I would like to construct a dataframe row-by-row in R. I\'ve done some searching, and all I came up with is the suggestion to create an empty list, keep a list index scalar,
The reason I like Rcpp so much is that I don't always get how R Core thinks, and with Rcpp, more often than not, I don't have to.
Speaking philosophically, you're in a state of sin with regards to the functional paradigm, which tries to ensure that every value appears independent of every other value; changing one value should never cause a visible change in another value, the way you get with pointers sharing representation in C.
The problems arise when functional programming signals the small craft to move out of the way, and the small craft replies "I'm a lighthouse". Making a long series of small changes to a large object which you want to process on in the meantime puts you square into lighthouse territory.
In the C++ STL, push_back()
is a way of life. It doesn't try to be functional, but it does try to accommodate common programming idioms efficiently.

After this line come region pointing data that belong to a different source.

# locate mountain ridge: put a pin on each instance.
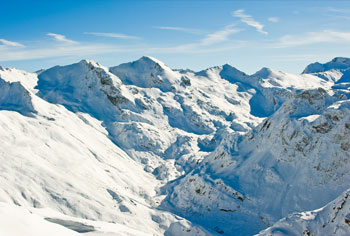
(173, 151)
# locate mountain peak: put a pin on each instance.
(263, 72)
(342, 60)
(146, 72)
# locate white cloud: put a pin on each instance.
(61, 38)
(212, 42)
(75, 50)
(337, 10)
(273, 19)
(325, 36)
(11, 43)
(112, 35)
(187, 30)
(249, 20)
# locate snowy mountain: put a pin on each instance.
(142, 149)
(332, 219)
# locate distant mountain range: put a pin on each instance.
(142, 149)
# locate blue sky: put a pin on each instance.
(283, 35)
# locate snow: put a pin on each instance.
(332, 219)
(141, 149)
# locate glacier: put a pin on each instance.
(143, 149)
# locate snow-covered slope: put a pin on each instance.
(173, 152)
(297, 159)
(337, 70)
(333, 219)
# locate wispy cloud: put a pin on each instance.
(219, 36)
(11, 43)
(325, 36)
(249, 20)
(52, 51)
(273, 19)
(337, 10)
(187, 30)
(213, 42)
(61, 38)
(112, 35)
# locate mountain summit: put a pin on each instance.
(142, 149)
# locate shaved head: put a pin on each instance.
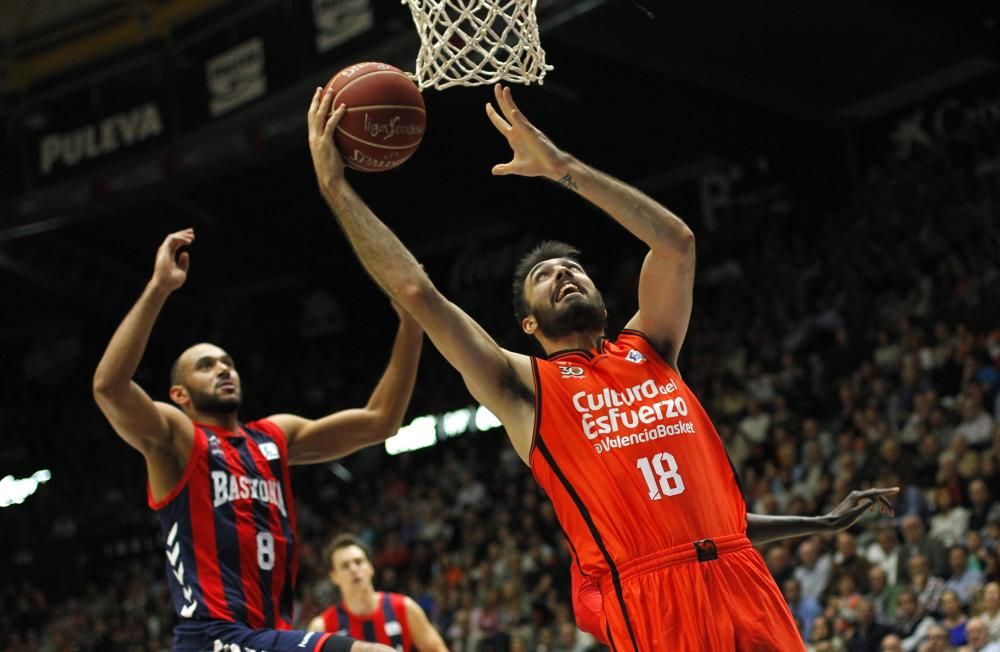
(204, 378)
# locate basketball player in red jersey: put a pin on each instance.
(221, 487)
(640, 481)
(369, 615)
(761, 529)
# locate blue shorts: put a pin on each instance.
(225, 636)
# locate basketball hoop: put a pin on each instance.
(477, 42)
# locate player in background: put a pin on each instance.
(369, 615)
(220, 486)
(638, 476)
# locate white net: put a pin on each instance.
(477, 42)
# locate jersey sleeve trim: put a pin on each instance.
(535, 375)
(631, 332)
(198, 448)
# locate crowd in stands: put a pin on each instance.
(834, 351)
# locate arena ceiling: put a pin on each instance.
(649, 97)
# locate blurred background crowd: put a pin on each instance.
(845, 333)
(834, 351)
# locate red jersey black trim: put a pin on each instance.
(585, 513)
(538, 406)
(565, 352)
(664, 355)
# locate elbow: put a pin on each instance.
(104, 386)
(684, 243)
(416, 294)
(101, 385)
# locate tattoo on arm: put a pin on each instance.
(568, 182)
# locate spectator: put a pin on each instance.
(813, 571)
(989, 610)
(884, 552)
(937, 640)
(917, 541)
(848, 562)
(804, 610)
(964, 579)
(982, 507)
(953, 618)
(912, 624)
(978, 637)
(951, 521)
(976, 427)
(867, 633)
(882, 594)
(928, 588)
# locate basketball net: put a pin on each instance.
(477, 42)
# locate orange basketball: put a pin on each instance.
(385, 117)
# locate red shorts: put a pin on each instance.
(670, 600)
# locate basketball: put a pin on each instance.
(385, 117)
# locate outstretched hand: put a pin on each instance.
(534, 154)
(327, 161)
(170, 268)
(851, 508)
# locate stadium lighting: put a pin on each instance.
(14, 491)
(427, 430)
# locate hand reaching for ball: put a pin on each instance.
(322, 123)
(534, 154)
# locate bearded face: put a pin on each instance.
(563, 299)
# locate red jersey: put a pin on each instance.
(628, 456)
(388, 624)
(229, 528)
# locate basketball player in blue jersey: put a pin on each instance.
(370, 615)
(221, 486)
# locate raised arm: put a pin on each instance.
(342, 433)
(499, 379)
(666, 282)
(763, 528)
(425, 637)
(161, 432)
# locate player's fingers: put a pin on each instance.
(502, 125)
(334, 120)
(176, 240)
(323, 110)
(498, 93)
(886, 505)
(314, 104)
(507, 101)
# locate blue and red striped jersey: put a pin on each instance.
(388, 624)
(230, 528)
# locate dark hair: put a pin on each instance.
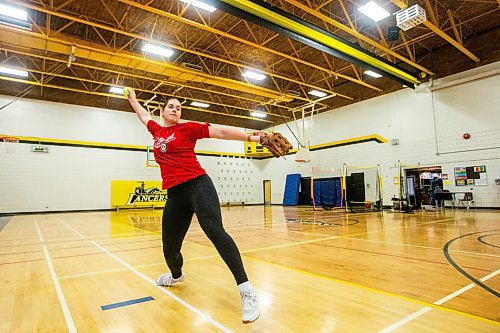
(168, 100)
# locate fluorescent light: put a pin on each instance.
(200, 104)
(116, 90)
(14, 12)
(13, 71)
(150, 48)
(200, 5)
(317, 93)
(374, 11)
(254, 75)
(258, 114)
(373, 74)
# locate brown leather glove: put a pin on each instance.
(276, 143)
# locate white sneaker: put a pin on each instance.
(250, 304)
(167, 280)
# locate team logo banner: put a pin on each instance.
(137, 193)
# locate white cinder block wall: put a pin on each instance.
(429, 126)
(78, 178)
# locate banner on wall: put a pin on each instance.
(137, 193)
(471, 176)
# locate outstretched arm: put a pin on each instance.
(231, 134)
(143, 115)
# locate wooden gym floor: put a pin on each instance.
(321, 271)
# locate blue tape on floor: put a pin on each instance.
(133, 301)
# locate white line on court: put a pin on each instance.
(132, 269)
(422, 311)
(422, 247)
(64, 305)
(187, 305)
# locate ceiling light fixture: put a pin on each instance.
(372, 74)
(200, 5)
(200, 104)
(14, 12)
(254, 75)
(258, 114)
(317, 93)
(14, 17)
(374, 11)
(13, 71)
(116, 90)
(158, 50)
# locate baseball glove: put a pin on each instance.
(276, 143)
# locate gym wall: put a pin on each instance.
(79, 177)
(429, 127)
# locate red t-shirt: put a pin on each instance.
(174, 151)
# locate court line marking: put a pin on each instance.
(139, 266)
(378, 291)
(165, 291)
(126, 303)
(422, 311)
(147, 279)
(62, 301)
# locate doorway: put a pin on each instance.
(418, 183)
(267, 192)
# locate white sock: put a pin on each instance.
(245, 286)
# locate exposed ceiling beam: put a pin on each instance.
(440, 33)
(241, 40)
(91, 51)
(7, 49)
(89, 92)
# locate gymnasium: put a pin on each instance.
(382, 217)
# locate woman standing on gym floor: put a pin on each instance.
(191, 191)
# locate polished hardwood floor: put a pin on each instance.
(315, 271)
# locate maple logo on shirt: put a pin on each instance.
(161, 143)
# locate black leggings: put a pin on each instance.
(197, 196)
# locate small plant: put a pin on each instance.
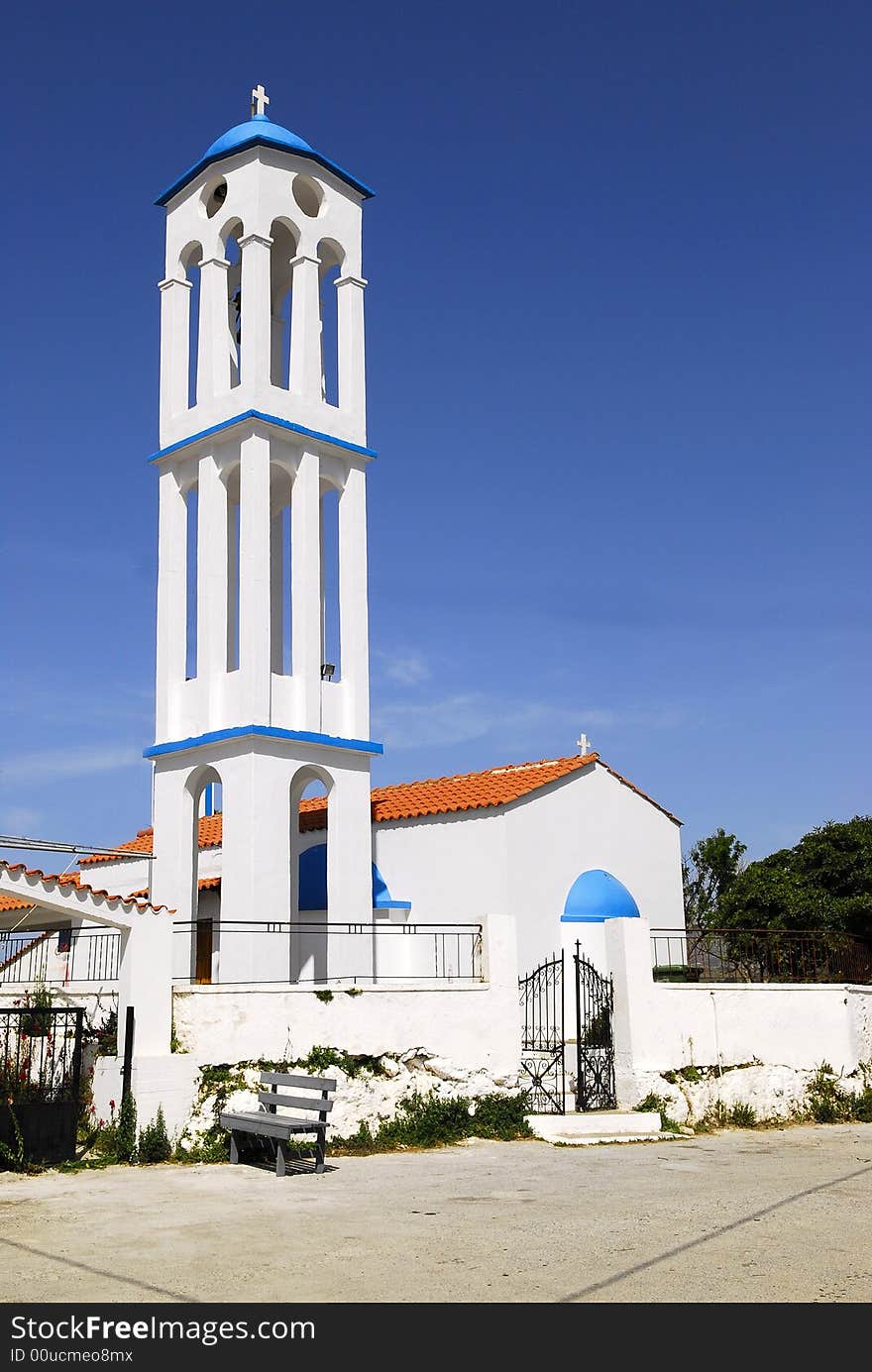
(743, 1115)
(691, 1073)
(125, 1129)
(38, 1003)
(154, 1144)
(14, 1158)
(661, 1105)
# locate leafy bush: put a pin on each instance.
(433, 1121)
(125, 1129)
(154, 1144)
(743, 1115)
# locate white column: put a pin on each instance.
(212, 583)
(352, 355)
(256, 312)
(353, 608)
(171, 601)
(306, 587)
(213, 360)
(349, 847)
(305, 330)
(276, 576)
(174, 324)
(146, 983)
(255, 655)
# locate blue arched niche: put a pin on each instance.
(313, 884)
(597, 897)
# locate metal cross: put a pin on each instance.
(259, 100)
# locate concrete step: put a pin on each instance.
(599, 1126)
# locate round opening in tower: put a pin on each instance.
(213, 196)
(308, 195)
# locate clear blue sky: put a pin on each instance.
(618, 364)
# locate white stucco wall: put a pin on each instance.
(661, 1025)
(523, 858)
(476, 1025)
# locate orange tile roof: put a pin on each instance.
(434, 795)
(67, 880)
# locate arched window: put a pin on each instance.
(283, 252)
(309, 883)
(189, 264)
(191, 578)
(330, 583)
(232, 254)
(231, 480)
(206, 793)
(280, 570)
(330, 256)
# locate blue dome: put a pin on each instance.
(597, 897)
(313, 883)
(260, 129)
(257, 129)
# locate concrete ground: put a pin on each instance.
(742, 1215)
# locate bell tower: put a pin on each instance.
(263, 680)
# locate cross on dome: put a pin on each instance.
(259, 100)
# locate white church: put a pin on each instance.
(271, 862)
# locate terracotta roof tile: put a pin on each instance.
(67, 880)
(434, 795)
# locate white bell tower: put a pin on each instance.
(263, 642)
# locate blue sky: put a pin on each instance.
(618, 367)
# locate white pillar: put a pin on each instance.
(306, 588)
(255, 653)
(174, 324)
(305, 377)
(213, 360)
(349, 847)
(146, 983)
(353, 609)
(628, 950)
(352, 356)
(276, 576)
(256, 312)
(171, 601)
(212, 581)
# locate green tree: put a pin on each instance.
(708, 874)
(822, 883)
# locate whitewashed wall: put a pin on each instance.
(661, 1025)
(474, 1025)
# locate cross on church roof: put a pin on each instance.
(259, 100)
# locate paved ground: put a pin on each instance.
(755, 1215)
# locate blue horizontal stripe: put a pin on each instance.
(295, 736)
(266, 419)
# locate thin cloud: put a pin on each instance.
(462, 718)
(73, 762)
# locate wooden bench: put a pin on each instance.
(280, 1126)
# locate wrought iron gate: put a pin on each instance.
(543, 1043)
(595, 1044)
(40, 1073)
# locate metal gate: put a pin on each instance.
(40, 1073)
(595, 1043)
(543, 1041)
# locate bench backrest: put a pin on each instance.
(294, 1102)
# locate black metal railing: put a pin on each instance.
(235, 951)
(40, 1073)
(737, 955)
(59, 955)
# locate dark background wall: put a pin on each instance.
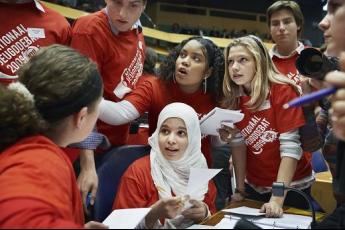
(312, 10)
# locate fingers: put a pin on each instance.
(336, 78)
(95, 225)
(272, 210)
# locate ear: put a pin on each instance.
(80, 117)
(208, 73)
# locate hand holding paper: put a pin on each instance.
(211, 122)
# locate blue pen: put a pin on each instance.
(310, 97)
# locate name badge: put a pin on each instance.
(36, 33)
(266, 105)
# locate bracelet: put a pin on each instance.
(243, 193)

With some cleverness behind the scenes, you can sometimes arrange to have one foot in each world. Snapshot based file systems are a good example (which evolved from concepts such as union mounts, which also ply both sides).
If R Core wanted to do this, underlying vector storage could function like a union mount. One reference to the vector storage might be valid for subscripts 1:N
, while another reference to the same storage is valid for subscripts 1:(N+1)
. There could be reserved storage not yet validly referenced by anything but convenient for a quick push_back()
. You don't violate the functional concept when appending outside the range that any existing reference considers valid.
Eventually appending rows incrementally, you run out of reserved storage. You'll need to create new copies of everything, with the storage multiplied by some increment. The STL implementations I've use tend to multiply storage by 2 when extending allocation. I thought I read in R Internals that there is a memory structure where the storage increments by 20%. Either way, growth operations occur with logarithmic frequency relative to the total number of elements appended. On an amortized basis, this is usually acceptable.
As tricks behind the scenes go, I've seen worse. Every time you push_back()
a new row onto the dataframe, a top level index structure would need to be copied. The new row could append onto shared representation without impacting any old functional values. I don't even think it would complicate the garbage collector much; since I'm not proposing push_front()
all references are prefix references to the front of the allocated vector storage.